- Lathrop in c.1970s
- Born: Jay Wallace Lathrop September 6, 1927 Bangor, Maine, US
- Died: October 9, 2022 (aged 95) Asheville, North Carolina, US
- Education: University of Maine, Massachusetts Institute of Technology
- Known for: invention of photolithography
- Scientific career
- Institutions: Diamond Ordnance Fuze Laboratories, Texas Instruments, Clemson University
- Thesis: Characteristics of steady-state maintaining fields in microwave gas discharges (1952)
- Doctoral advisor: Sanborn C. Brown

= Jay W. Lathrop =

American engineer and inventor of photolithography (1927–2022)

Jay Wallace Lathrop (Bangor, Maine, 6 September 1927 - Asheville, North Carolina, 9 October 2022) was an American engineer and inventor of photolithography.

Born in 1927 in Bangor, Maine, Lathrop studied physics in the University of Maine, and Massachusetts Institute of Technology, where he get his BS, MS, and PhD. When he worked as an engineer for the US Army's Diamond Ordnance Fuze Laboratories in the 1950s, he needed to devise a "new proximity fuze to go inside a mortar shell only a couple of inches in diameter". The transistors that existed at that time were too large, and Lathrop tried to miniaturise them. Lathrop, together with Jim Nall, used photoresist from Eastman Kodak to create a mask on a germanium, thus inventing photolithography. They were awarded with $25,000 by the army for their invention in 1958; Lathrop bought "a new station wagon" with this money.

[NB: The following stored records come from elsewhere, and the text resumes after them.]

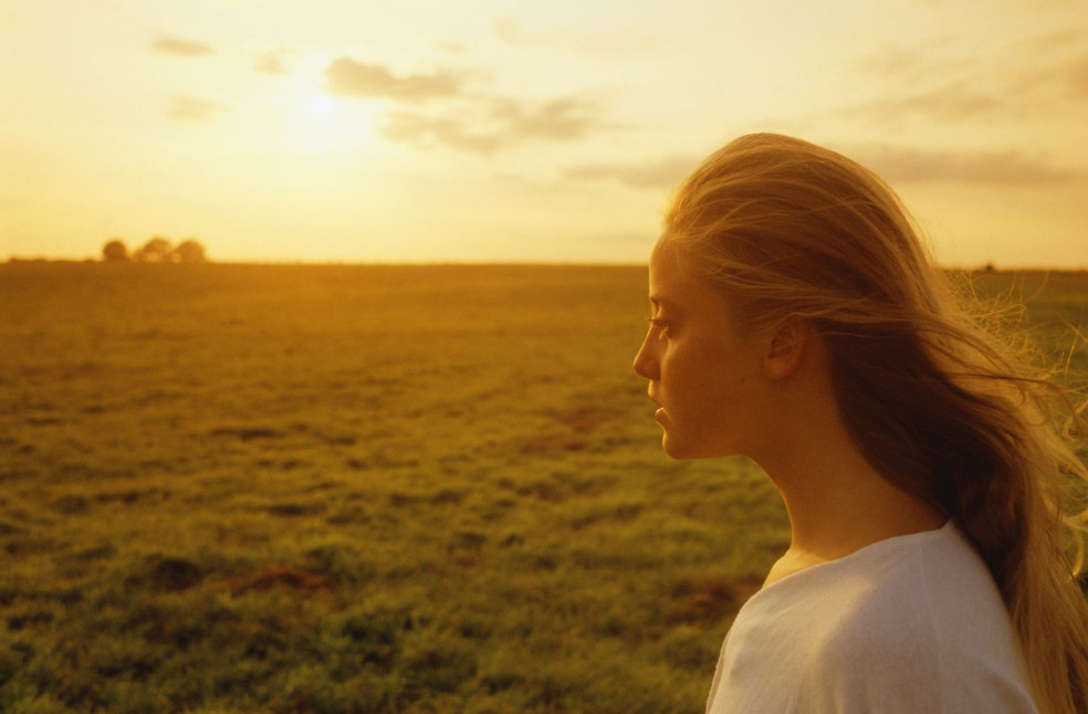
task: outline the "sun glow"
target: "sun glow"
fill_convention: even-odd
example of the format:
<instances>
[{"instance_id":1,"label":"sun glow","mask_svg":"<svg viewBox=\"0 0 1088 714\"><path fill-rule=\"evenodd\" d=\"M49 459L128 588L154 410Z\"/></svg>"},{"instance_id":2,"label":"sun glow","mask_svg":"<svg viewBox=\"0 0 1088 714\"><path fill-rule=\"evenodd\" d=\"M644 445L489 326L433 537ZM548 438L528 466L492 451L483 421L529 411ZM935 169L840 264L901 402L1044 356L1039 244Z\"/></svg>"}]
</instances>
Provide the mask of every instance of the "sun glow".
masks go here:
<instances>
[{"instance_id":1,"label":"sun glow","mask_svg":"<svg viewBox=\"0 0 1088 714\"><path fill-rule=\"evenodd\" d=\"M280 146L296 154L338 154L376 147L373 109L297 87L280 104Z\"/></svg>"}]
</instances>

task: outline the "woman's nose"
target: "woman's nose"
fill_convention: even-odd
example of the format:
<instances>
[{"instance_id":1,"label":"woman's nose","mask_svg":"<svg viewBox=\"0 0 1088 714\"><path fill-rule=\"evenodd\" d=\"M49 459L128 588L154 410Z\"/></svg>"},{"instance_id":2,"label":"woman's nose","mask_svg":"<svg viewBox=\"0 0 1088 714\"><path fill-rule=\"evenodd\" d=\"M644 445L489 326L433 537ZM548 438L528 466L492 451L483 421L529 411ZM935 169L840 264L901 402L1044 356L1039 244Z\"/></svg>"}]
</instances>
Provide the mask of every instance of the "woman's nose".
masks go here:
<instances>
[{"instance_id":1,"label":"woman's nose","mask_svg":"<svg viewBox=\"0 0 1088 714\"><path fill-rule=\"evenodd\" d=\"M639 347L638 354L635 355L635 374L642 379L657 379L657 358L651 354L652 348L650 347L649 342L649 338L642 340L642 346Z\"/></svg>"}]
</instances>

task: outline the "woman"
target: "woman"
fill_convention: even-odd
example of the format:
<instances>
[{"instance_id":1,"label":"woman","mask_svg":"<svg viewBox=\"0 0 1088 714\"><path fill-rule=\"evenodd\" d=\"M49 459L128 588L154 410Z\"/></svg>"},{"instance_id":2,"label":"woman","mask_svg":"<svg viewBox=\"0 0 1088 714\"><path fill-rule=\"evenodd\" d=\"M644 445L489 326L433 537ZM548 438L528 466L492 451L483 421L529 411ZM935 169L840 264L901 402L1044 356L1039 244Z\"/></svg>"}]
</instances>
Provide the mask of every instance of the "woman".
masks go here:
<instances>
[{"instance_id":1,"label":"woman","mask_svg":"<svg viewBox=\"0 0 1088 714\"><path fill-rule=\"evenodd\" d=\"M635 359L662 445L751 458L792 528L708 712L1088 711L1065 392L953 306L891 189L752 135L665 223Z\"/></svg>"}]
</instances>

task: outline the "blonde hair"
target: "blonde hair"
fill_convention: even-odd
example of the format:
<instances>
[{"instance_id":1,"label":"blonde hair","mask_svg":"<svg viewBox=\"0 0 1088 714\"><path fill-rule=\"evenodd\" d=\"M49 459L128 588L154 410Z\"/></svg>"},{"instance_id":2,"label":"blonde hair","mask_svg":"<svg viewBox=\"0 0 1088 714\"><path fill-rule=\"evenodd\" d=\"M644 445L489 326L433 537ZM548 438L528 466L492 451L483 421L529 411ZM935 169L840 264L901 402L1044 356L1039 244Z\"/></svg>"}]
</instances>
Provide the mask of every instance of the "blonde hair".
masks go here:
<instances>
[{"instance_id":1,"label":"blonde hair","mask_svg":"<svg viewBox=\"0 0 1088 714\"><path fill-rule=\"evenodd\" d=\"M990 567L1040 710L1082 711L1084 518L1070 485L1088 470L1054 426L1064 412L1082 438L1082 422L1063 387L956 306L891 188L807 141L744 136L681 183L662 240L751 322L816 328L861 452L951 517Z\"/></svg>"}]
</instances>

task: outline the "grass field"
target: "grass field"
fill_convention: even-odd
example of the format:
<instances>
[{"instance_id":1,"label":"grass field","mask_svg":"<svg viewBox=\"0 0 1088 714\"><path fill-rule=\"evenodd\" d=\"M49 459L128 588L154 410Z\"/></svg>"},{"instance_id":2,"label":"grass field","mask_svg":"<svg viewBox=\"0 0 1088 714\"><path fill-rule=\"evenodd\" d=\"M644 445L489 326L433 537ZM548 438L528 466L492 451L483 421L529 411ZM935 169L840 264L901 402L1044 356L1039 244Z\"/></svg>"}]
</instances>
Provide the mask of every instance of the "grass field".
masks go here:
<instances>
[{"instance_id":1,"label":"grass field","mask_svg":"<svg viewBox=\"0 0 1088 714\"><path fill-rule=\"evenodd\" d=\"M788 529L660 452L645 281L0 265L0 710L701 712ZM1088 376L1088 275L976 285Z\"/></svg>"}]
</instances>

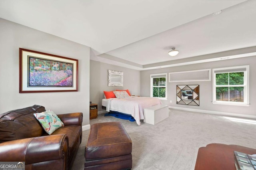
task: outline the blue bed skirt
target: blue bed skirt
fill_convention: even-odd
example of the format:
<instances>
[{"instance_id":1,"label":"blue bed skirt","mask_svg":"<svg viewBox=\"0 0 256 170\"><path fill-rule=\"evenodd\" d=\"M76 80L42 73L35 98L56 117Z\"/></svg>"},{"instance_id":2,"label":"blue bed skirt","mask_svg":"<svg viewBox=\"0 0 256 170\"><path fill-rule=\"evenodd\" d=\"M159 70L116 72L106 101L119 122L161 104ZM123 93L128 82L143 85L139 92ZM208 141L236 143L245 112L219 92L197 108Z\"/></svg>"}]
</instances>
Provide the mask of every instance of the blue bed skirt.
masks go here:
<instances>
[{"instance_id":1,"label":"blue bed skirt","mask_svg":"<svg viewBox=\"0 0 256 170\"><path fill-rule=\"evenodd\" d=\"M111 111L108 113L106 113L104 116L112 116L122 119L129 120L131 122L134 122L135 119L130 115L126 115L120 112Z\"/></svg>"}]
</instances>

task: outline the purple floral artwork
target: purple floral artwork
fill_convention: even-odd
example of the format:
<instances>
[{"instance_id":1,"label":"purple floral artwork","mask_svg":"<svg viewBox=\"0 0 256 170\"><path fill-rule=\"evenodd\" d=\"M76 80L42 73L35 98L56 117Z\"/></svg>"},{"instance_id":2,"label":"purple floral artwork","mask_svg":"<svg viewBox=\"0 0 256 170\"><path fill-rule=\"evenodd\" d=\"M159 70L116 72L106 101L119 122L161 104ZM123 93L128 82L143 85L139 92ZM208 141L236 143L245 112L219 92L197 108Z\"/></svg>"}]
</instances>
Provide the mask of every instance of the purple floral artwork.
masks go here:
<instances>
[{"instance_id":1,"label":"purple floral artwork","mask_svg":"<svg viewBox=\"0 0 256 170\"><path fill-rule=\"evenodd\" d=\"M73 64L28 56L28 87L73 87Z\"/></svg>"}]
</instances>

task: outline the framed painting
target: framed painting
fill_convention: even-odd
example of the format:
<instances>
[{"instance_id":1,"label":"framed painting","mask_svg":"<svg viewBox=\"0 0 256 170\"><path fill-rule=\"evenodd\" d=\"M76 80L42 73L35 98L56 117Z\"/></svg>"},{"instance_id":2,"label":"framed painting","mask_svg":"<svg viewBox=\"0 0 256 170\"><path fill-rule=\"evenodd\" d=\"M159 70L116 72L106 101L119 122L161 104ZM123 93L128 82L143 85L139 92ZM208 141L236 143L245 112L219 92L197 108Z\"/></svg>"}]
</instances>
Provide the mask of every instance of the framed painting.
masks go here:
<instances>
[{"instance_id":1,"label":"framed painting","mask_svg":"<svg viewBox=\"0 0 256 170\"><path fill-rule=\"evenodd\" d=\"M78 62L20 48L20 93L78 91Z\"/></svg>"}]
</instances>

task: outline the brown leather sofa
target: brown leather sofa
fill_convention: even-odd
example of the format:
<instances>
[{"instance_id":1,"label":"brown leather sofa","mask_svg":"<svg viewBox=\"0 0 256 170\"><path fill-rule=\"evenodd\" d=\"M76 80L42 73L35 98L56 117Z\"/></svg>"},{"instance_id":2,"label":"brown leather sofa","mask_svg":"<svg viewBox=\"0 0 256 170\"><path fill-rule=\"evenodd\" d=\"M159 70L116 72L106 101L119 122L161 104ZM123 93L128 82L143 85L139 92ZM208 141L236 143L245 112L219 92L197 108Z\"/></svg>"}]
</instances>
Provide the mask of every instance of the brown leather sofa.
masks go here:
<instances>
[{"instance_id":1,"label":"brown leather sofa","mask_svg":"<svg viewBox=\"0 0 256 170\"><path fill-rule=\"evenodd\" d=\"M57 115L64 126L50 135L33 113L34 105L0 114L0 161L25 162L26 170L70 170L81 143L82 113Z\"/></svg>"}]
</instances>

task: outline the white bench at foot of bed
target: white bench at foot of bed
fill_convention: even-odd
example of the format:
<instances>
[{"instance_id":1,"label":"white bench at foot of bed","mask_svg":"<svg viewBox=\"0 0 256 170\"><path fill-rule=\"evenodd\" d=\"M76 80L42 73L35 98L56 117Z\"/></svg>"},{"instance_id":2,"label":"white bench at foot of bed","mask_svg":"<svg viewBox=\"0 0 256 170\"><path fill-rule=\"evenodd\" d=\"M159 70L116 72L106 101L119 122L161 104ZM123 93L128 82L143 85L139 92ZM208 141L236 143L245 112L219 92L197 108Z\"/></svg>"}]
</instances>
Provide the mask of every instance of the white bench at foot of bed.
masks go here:
<instances>
[{"instance_id":1,"label":"white bench at foot of bed","mask_svg":"<svg viewBox=\"0 0 256 170\"><path fill-rule=\"evenodd\" d=\"M144 109L144 123L156 125L169 117L168 105L159 105Z\"/></svg>"}]
</instances>

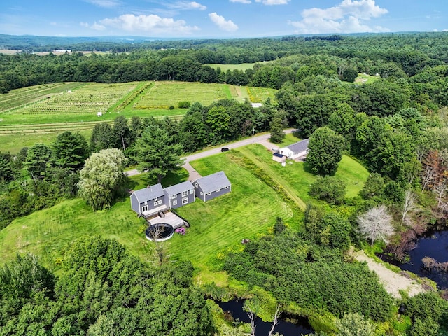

Lathrop worked for seven years at the Diamond Ordnance Fuze Lab; he then found a job at Texas Instruments in Dallas, where he spent ten years and became Director of Advanced Technology for the Semiconductor Division; he worked there with Jack Kilby. In 1968 he became a professor at Clemson University.

Lathrop died on October 9, 2022, at Asheville, North Carolina, and donated his body to the Medical University of South Carolina.